Was ändert sich durch das positive Denken?

Es geht nicht darum, dass man mit der rosaroten Brille durchs Leben läuft. Negative Emotionen gehören zum Leben dazu. Aber man kann negative Ereignisse besser bewältigen, wenn man gelernt hat, positive zu spüren. Es gibt Studien, die zeigen, dass Menschen, die das positive Denken erlebt haben, Traumata besser verarbeiten. 

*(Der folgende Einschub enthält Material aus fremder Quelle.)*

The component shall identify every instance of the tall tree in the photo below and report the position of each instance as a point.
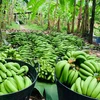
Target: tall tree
(79, 17)
(0, 21)
(73, 15)
(92, 21)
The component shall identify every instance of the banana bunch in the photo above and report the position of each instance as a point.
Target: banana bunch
(89, 87)
(13, 77)
(62, 70)
(89, 68)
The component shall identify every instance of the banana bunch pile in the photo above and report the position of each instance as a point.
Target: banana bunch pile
(13, 77)
(90, 87)
(78, 66)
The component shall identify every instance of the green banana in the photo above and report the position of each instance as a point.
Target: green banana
(95, 64)
(15, 65)
(64, 75)
(2, 67)
(98, 96)
(91, 86)
(3, 75)
(20, 82)
(59, 67)
(83, 77)
(27, 81)
(82, 82)
(70, 76)
(3, 89)
(96, 91)
(9, 86)
(78, 85)
(84, 72)
(74, 77)
(73, 87)
(86, 84)
(90, 65)
(86, 68)
(1, 93)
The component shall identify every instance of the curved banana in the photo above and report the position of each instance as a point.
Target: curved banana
(96, 91)
(74, 77)
(86, 68)
(78, 85)
(70, 76)
(86, 84)
(11, 79)
(58, 68)
(91, 86)
(88, 63)
(84, 72)
(83, 77)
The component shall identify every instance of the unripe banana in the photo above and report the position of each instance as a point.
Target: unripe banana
(96, 91)
(70, 76)
(78, 85)
(95, 64)
(2, 74)
(98, 96)
(2, 67)
(83, 77)
(20, 82)
(90, 65)
(3, 89)
(10, 87)
(84, 72)
(27, 81)
(86, 68)
(91, 86)
(58, 68)
(74, 77)
(64, 75)
(86, 84)
(11, 79)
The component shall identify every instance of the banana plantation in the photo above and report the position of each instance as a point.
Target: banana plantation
(49, 49)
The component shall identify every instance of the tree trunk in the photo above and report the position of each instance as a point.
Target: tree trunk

Barbara Fredrickson hat den positiven Quotienten erforscht. Dieser besagt: Ich soll drei Mal so viel positive Emotionen haben wie negative, um ein gutes Leben zu führen. Wer in seiner Beziehung das positive Verhältnis von 3:1 hat, führt eine gute Beziehung. Dabei reichen Gesten und Worte, um eine positive Emotion bei meinem Gegenüber hervorzurufen. Paare hingegen, die ein Verhältnis 1:1 haben, haben eine erhöhte Trennungs- bzw. Scheidungsrate.

 

Es braucht also nicht viel, um das Positive hervorzurufen?

Nein, es sind die täglichen Kleinigkeiten, um das Schöne zu sehen. Wir haben in den letzten Jahren viele Einschränkungen und Verbote erlebt. Vieles durfte man nicht. Vieles ist negativ. Die Gesellschaft ist gespalten. Die sozialen Kontakte fehlten und soziale Kontakte und Beziehungen machen nun einmal glücklich. Man sollte sich mit Menschen umgeben, die man mit einer positiven Emotion verbindet. Fredrickson sagt, wenn man die positiven Gefühle trainiert und die Achtsamkeit auf Positives richtet, erweitert das auch die Sinneswahrnehmung. Wir kennen das ja, wenn wir Stress haben und negative Gefühle vorherrschen, dann haben wir einen Tunnelblick. Wenn wir das Positive sehen, können wir viel mehr um uns herum wahrnehmen. 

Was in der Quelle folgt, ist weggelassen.